Samuel galopait dans sa direction, longeant le flanc du Skaad, sabre en avant. Saya se sentit incroyablement soulagée malgré la témérité confinant à la folie de son ami. Tout un chacun savait qu’il ne fallait pas s’interposer entre un Skaad et son repas, surtout si on avait la chance de ne pas avoir été choisi pour faire partie des festivités. Mais Sam n’était pas ce qu’on pouvait appeler quelqu’un de particulièrement raisonnable et réfléchi. Il poussa même le vice jusqu’à s’approcher du Skaad au point de risquer de se faire écrabouiller par l’une de ses énormes pattes et jeta son arme à Saya qui s’en saisit d’une main. Il s’écarta ensuite pour éviter la queue du Skaad qui s’apprêtait à le faucher et dégaina son deuxième sabre.
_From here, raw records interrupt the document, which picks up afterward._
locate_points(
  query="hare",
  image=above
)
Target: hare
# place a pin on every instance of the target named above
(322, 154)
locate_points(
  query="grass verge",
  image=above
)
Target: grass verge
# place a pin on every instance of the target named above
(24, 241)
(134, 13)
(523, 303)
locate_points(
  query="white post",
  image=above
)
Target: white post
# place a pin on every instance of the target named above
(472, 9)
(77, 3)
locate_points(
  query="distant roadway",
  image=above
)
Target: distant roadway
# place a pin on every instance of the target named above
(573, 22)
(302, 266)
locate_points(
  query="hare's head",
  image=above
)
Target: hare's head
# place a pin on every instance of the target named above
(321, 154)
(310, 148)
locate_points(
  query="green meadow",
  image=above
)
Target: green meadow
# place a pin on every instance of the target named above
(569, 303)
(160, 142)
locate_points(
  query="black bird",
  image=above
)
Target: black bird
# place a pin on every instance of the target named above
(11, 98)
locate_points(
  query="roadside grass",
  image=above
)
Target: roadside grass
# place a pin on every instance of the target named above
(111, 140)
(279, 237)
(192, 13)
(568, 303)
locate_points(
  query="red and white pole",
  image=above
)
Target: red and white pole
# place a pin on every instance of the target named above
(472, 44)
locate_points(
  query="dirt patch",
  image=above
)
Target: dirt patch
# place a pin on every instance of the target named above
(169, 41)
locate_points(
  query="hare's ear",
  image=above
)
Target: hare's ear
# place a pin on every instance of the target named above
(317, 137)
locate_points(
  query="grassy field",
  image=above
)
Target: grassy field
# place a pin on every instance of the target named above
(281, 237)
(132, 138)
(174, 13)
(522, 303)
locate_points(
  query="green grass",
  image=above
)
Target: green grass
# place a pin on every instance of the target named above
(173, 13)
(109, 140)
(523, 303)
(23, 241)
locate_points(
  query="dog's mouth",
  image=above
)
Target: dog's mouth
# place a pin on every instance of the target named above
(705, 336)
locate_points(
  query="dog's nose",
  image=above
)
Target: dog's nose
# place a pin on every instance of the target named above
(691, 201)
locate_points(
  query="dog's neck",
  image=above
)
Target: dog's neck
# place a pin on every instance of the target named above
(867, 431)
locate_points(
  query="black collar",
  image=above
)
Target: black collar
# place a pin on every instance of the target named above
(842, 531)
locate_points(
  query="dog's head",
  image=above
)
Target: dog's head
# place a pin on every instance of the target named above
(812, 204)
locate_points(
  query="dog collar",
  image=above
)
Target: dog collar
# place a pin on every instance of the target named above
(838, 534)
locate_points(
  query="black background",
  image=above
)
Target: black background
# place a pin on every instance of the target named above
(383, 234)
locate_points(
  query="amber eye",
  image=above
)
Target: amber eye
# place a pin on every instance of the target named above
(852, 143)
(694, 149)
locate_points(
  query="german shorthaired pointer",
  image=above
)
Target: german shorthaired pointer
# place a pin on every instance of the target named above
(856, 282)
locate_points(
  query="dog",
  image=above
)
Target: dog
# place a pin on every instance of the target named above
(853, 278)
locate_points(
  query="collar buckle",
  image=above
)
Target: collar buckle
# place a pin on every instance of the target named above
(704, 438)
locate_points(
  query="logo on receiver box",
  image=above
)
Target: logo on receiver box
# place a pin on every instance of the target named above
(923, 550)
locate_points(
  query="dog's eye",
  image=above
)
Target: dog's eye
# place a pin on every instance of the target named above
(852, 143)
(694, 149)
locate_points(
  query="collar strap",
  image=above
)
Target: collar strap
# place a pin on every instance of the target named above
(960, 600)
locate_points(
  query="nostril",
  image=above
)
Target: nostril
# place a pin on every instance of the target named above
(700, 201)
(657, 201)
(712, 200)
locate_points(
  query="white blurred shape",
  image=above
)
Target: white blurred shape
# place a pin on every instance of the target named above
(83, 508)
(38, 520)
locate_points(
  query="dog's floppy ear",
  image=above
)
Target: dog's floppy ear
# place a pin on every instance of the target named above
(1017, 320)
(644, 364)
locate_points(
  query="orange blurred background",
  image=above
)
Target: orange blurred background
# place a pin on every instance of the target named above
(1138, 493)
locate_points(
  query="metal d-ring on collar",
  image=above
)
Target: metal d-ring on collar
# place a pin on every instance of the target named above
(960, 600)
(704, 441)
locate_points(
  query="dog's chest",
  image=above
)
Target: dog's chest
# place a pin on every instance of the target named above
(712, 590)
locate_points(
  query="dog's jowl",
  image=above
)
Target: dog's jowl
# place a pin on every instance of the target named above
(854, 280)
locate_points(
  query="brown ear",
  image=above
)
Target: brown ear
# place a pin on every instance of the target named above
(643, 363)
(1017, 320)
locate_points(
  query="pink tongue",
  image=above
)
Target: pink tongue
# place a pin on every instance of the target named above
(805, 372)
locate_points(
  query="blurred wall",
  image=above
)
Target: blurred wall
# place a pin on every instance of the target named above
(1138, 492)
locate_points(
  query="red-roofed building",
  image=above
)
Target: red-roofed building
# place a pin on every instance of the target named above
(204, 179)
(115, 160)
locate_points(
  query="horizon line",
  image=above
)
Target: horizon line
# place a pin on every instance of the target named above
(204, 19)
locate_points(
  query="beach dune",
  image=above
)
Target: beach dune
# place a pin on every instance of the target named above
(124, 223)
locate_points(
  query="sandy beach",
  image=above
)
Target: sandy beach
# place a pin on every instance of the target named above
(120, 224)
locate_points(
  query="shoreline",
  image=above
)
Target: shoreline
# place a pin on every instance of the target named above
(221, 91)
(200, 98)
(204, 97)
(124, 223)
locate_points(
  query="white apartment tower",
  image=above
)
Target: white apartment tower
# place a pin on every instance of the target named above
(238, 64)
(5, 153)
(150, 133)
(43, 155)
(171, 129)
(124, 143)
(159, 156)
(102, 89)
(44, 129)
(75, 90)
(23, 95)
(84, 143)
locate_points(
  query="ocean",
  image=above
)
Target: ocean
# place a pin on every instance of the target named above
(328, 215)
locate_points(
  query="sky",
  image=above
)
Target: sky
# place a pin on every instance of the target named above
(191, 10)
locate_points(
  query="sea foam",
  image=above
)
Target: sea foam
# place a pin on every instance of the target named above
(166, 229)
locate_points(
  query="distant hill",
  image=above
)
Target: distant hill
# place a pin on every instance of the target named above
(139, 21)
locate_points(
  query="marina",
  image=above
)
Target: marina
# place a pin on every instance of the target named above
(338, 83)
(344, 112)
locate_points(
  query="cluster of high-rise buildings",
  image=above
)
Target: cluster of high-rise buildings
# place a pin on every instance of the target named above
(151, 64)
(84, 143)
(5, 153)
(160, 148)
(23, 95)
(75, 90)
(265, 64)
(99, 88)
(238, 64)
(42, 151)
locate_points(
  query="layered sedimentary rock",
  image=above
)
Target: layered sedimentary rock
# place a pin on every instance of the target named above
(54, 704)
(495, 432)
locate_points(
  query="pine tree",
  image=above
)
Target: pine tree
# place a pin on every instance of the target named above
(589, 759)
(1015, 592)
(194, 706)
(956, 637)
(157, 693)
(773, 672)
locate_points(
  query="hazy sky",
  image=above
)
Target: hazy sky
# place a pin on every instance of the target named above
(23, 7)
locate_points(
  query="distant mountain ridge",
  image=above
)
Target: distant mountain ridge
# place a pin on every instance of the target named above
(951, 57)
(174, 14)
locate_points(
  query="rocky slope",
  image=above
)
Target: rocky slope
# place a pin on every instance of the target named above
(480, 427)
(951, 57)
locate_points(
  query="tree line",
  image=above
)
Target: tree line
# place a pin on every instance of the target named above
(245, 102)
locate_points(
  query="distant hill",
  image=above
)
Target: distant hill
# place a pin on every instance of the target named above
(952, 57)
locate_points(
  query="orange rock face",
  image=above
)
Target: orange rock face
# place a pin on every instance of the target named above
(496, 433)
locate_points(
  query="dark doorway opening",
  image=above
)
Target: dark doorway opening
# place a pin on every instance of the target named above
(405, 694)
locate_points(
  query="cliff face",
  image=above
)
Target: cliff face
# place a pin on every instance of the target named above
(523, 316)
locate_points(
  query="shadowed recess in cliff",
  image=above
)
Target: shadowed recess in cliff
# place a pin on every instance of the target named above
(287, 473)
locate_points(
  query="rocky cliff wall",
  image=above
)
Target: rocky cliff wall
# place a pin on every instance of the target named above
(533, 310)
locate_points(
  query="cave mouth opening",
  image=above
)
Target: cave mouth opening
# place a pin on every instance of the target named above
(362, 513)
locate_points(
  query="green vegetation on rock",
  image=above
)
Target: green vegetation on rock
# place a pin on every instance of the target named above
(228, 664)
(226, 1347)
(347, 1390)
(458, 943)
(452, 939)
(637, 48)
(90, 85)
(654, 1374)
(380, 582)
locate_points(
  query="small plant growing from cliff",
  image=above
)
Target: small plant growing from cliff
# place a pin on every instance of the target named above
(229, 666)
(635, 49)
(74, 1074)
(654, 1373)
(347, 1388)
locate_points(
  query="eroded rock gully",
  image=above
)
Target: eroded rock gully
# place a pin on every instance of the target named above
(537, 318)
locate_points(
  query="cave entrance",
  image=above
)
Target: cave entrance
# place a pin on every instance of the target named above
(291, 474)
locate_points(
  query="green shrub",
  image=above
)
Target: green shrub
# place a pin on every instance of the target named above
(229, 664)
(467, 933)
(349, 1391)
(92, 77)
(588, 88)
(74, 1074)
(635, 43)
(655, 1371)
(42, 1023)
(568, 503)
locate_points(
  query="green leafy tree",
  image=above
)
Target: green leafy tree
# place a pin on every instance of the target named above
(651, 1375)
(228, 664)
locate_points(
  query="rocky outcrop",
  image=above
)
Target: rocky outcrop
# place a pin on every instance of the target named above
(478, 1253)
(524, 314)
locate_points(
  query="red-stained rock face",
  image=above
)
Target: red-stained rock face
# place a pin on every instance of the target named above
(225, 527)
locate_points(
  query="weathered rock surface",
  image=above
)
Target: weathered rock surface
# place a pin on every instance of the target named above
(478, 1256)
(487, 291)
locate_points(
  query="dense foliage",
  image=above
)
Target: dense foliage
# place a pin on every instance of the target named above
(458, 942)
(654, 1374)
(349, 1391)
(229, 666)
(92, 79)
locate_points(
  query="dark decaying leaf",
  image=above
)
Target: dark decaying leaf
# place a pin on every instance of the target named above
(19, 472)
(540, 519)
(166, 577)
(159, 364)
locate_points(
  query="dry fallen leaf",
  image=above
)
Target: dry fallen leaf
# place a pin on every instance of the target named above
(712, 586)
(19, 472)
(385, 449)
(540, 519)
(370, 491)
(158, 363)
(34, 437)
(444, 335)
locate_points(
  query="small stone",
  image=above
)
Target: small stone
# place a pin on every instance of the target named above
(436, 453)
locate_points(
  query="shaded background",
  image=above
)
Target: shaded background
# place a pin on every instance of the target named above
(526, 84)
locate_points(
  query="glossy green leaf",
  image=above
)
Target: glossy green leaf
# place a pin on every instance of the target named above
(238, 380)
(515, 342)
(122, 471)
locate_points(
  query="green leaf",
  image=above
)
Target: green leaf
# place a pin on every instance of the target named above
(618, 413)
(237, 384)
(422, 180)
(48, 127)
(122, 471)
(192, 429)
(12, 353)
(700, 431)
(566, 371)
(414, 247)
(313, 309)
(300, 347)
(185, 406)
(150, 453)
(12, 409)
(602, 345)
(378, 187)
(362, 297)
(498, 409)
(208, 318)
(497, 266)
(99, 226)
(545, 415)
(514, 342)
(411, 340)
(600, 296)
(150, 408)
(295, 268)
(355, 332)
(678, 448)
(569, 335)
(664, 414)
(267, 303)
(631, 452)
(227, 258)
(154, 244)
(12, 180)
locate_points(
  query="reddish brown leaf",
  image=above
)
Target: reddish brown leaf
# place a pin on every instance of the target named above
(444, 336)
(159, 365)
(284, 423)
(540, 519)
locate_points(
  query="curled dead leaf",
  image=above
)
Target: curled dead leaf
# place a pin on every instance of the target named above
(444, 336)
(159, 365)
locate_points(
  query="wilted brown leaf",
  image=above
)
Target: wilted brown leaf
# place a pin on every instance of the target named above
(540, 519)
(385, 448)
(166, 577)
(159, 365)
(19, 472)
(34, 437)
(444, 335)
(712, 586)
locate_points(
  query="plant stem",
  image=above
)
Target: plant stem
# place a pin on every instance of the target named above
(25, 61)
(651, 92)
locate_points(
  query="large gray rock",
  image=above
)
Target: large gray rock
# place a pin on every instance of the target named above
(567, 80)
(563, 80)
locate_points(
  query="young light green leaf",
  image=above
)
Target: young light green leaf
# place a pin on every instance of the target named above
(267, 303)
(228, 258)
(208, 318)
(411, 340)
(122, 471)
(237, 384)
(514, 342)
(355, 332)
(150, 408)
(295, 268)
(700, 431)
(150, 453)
Il trancha deux langues qui allaient l’encercler et le monstre poussa un énième hurlement d’agonie. Sam n’eut pas le temps d’esquiver la colère du Skaad fou de douleur car celui ci fit voler son cheval d’un coup de patte. Le jeune homme se retrouva coincé sous le poids de sa monture qui ne bougeait plus. Saya su alors que le Skaad allait engloutir son ami d’une seconde à l’autre et se décida. Elle attrapa le sabre à deux mains tout en serrant les jambes autour du cou de la bête comme si sa vie en dépendait, ce qui était effectivement le cas. Elle repéra l’emplacement entre les deux yeux blancs laiteux, seul point faible du monstre, puis elle abattit son arme de toutes ses forces. Elle savait bien que c’était désespéré. Même avec un sabre particulièrement affuté et en s’attaquant au point faible du Skaad, celui là ne ressentirait qu’une petite migraine au contact de son arme. Sa carapace était bien trop épaisse et résistante pour une arme de ce genre. Mais Sam ne devait pas mourir. Si elle pouvait seulement lui offrir une petite diversion, un sursis, peut être aurait il une chance de se dégager. Cependant, lorsque le sabre s’enfonça dans la chair du Skaad, il se passa une chose impensable.

 

2 Commentaires

  1.  
    Fix
    Fix écrit:

    Waow super ! J’ai hâte de lire la suite !!!

  2.  
    Ewillana
    Ewillana écrit:

    Merci, Fix !! :D La suite est en route ! Je la mettrai en ligne ce soir ou demain je pense :)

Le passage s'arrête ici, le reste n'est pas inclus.